Overview
Pandas is an open-source Python library designed for data manipulation and analysis. It provides data structures and functions needed to work with structured data, making it a foundational tool for data scientists and analysts using Python. The library's primary data structures, DataFrame and Series, are optimized for performance and ease of use, enabling efficient handling of large datasets. A DataFrame is a two-dimensional labeled data structure with columns of potentially different types, similar to a spreadsheet or SQL table. A Series is a one-dimensional labeled array capable of holding any data type.
Pandas excels in various data-related tasks, including data cleaning and preparation, where it offers robust tools for handling missing data, filtering, and transforming datasets. For exploratory data analysis, pandas facilitates quick data inspection, aggregation, and visualization setup, allowing users to gain insights rapidly. Its capabilities extend to time series analysis, providing specialized functions for date and time indexing, frequency conversion, and moving window calculations. Furthermore, pandas is frequently used to prepare data for statistical modeling and machine learning algorithms, serving as an essential preprocessing step.

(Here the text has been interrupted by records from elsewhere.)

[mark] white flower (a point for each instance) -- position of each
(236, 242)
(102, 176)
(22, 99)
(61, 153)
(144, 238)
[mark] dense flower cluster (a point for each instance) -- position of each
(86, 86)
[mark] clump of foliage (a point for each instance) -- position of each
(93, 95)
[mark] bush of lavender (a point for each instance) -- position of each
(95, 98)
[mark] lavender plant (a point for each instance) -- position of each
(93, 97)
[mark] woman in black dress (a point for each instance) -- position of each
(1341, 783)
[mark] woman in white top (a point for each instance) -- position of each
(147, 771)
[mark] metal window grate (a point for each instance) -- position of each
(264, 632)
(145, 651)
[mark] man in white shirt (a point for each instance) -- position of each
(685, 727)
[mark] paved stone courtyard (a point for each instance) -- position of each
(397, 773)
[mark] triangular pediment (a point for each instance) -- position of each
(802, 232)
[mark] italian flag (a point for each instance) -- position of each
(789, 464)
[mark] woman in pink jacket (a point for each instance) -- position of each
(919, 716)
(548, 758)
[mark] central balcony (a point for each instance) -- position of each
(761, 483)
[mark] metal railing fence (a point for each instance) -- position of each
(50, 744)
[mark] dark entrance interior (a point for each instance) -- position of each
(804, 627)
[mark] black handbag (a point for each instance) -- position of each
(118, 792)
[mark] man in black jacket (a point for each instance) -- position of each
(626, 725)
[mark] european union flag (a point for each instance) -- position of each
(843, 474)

The library's design emphasizes intuitive syntax for common operations, supported by extensive documentation and a large, active community.
Developed by Wes McKinney in 2008, pandas filled a need for a high-performance, flexible tool for quantitative analysis in Python. It has since become a cornerstone of the Python data science ecosystem, often used in conjunction with other libraries like NumPy for numerical operations, Matplotlib and Seaborn for visualization, and scikit-learn for machine learning. Its interoperability with these tools enhances its utility across the entire data analysis pipeline. The library is distributed under a BSD 3-Clause license, reflecting its commitment to open-source principles and community contributions.
Key features
- DataFrame Object: A two-dimensional, size-mutable, tabular data structure with labeled axes (rows and columns). It can store data of different types in each column, similar to a spreadsheet or a database table.

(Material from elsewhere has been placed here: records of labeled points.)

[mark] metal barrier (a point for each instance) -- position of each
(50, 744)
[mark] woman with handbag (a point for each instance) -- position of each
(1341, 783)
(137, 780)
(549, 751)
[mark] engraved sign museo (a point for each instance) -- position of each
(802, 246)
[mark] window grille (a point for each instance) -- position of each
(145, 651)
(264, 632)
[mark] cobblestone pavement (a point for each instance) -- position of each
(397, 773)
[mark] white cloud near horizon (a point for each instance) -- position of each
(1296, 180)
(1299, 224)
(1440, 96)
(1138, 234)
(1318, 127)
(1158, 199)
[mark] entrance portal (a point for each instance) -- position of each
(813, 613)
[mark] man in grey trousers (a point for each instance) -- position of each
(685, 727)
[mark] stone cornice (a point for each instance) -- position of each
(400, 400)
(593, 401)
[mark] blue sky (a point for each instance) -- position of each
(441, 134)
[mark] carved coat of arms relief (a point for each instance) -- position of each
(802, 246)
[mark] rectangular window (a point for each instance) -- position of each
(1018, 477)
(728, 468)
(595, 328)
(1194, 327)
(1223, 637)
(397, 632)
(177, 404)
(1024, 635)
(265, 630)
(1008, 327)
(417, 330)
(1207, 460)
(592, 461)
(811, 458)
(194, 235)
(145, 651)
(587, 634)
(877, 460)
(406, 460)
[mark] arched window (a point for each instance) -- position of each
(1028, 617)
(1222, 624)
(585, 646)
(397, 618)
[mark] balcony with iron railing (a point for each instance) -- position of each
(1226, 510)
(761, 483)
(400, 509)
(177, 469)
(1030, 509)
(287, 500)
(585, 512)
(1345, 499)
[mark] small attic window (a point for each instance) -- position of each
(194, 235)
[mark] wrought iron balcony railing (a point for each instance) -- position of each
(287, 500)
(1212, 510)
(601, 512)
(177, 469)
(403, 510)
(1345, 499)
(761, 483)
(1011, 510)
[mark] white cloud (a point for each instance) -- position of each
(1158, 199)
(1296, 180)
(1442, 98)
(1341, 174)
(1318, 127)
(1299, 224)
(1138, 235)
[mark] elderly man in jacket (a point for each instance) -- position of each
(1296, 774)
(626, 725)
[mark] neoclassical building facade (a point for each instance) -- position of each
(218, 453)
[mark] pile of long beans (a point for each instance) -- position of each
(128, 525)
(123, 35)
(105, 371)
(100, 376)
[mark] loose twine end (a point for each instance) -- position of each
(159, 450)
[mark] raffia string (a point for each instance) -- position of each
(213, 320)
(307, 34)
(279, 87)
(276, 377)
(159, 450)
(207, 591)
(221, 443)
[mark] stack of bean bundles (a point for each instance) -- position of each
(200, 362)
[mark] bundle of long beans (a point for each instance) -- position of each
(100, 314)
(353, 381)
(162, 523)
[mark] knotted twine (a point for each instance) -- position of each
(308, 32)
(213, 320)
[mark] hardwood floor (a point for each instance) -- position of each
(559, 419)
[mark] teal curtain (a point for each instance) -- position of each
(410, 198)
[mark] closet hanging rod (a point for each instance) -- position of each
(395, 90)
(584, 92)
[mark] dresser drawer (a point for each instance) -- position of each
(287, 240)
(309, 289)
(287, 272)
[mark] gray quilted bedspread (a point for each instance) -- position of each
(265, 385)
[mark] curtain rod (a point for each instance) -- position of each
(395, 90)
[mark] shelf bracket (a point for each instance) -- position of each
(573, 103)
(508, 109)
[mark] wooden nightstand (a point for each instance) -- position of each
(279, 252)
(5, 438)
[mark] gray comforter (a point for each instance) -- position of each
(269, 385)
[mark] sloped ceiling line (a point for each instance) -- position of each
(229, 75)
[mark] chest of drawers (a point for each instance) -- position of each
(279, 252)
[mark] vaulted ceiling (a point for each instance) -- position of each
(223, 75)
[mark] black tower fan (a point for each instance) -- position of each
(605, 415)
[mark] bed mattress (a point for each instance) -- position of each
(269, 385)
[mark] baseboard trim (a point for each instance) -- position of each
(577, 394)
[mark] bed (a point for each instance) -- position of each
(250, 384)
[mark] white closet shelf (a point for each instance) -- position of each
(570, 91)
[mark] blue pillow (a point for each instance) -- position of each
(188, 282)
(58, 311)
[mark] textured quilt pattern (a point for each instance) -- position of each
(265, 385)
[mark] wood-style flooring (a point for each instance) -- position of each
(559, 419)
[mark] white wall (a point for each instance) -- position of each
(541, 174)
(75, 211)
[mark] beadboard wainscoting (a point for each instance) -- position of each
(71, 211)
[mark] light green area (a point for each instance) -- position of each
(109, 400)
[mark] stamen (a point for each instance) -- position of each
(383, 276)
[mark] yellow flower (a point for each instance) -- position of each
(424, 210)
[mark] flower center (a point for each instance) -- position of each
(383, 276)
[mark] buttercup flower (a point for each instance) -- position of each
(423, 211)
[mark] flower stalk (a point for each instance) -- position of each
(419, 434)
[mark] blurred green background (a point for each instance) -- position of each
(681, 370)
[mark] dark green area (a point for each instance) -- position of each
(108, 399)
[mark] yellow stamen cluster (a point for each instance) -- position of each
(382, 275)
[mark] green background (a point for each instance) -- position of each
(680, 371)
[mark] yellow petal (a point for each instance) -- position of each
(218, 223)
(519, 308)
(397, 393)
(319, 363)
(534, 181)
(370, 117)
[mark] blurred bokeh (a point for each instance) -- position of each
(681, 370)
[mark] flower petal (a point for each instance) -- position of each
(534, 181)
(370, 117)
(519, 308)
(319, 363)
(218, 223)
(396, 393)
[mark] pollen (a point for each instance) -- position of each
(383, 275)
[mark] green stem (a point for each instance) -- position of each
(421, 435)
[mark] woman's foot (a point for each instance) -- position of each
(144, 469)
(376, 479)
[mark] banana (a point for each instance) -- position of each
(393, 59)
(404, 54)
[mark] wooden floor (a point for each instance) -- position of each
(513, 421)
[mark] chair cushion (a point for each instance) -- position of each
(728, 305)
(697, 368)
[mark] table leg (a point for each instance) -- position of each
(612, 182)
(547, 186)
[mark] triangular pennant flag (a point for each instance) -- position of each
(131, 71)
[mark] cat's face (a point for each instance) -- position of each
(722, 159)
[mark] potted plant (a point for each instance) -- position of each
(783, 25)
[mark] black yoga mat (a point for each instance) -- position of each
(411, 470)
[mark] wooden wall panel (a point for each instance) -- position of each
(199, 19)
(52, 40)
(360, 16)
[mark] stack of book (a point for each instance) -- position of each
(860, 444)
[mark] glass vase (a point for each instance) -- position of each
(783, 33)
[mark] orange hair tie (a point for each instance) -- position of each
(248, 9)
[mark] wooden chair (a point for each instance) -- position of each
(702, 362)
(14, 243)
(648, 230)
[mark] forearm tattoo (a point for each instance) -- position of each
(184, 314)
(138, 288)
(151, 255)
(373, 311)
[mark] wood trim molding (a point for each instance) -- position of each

- Series Object: A one-dimensional labeled array capable of holding any data type (integers, strings, floating point numbers, Python objects, etc.). It is the primary building block for DataFrames.
- Data Alignment: Automatically aligns data by labels, preventing common errors that arise from misaligned data when performing operations like merging or joining.
- Missing Data Handling: Comprehensive tools for identifying, removing, or imputing missing data (
NaNvalues), crucial for data cleaning and preparation. - Data Reshaping and Pivoting: Functions for reshaping data, such as
pivot,melt,stack, andunstack, allowing flexible transformation of data layouts for analysis. - Group By Functionality: Powerful
groupbyengine for splitting data into groups based on one or more keys, applying a function to each group independently, and then combining the results. This is fundamental for aggregate analysis. - Time Series Functionality: Robust tools for working with time-stamped data, including date range generation, frequency conversion, moving window statistics, and date/time indexing.
- Input/Output Tools: Facilitates reading and writing data in various formats, including CSV, Excel, SQL databases, HDF5, JSON, and Parquet, simplifying data ingestion and export tasks.
- High Performance: Implemented in Cython and C, pandas offers high-performance operations, especially for large datasets, by leveraging optimized underlying data structures from NumPy.
Pricing
| Product | Pricing Model | Details | As Of Date |
|---|---|---|---|
| pandas library | Free and Open-Source | Available under the BSD 3-Clause License. No licensing fees for commercial or non-commercial use. | 2026-06-19 |
Common integrations
- NumPy: Provides the fundamental array objects and numerical computing routines that pandas builds upon. Pandas objects like Series and DataFrames are built on top of NumPy arrays, ensuring efficient numerical operations. Learn about NumPy's array objects.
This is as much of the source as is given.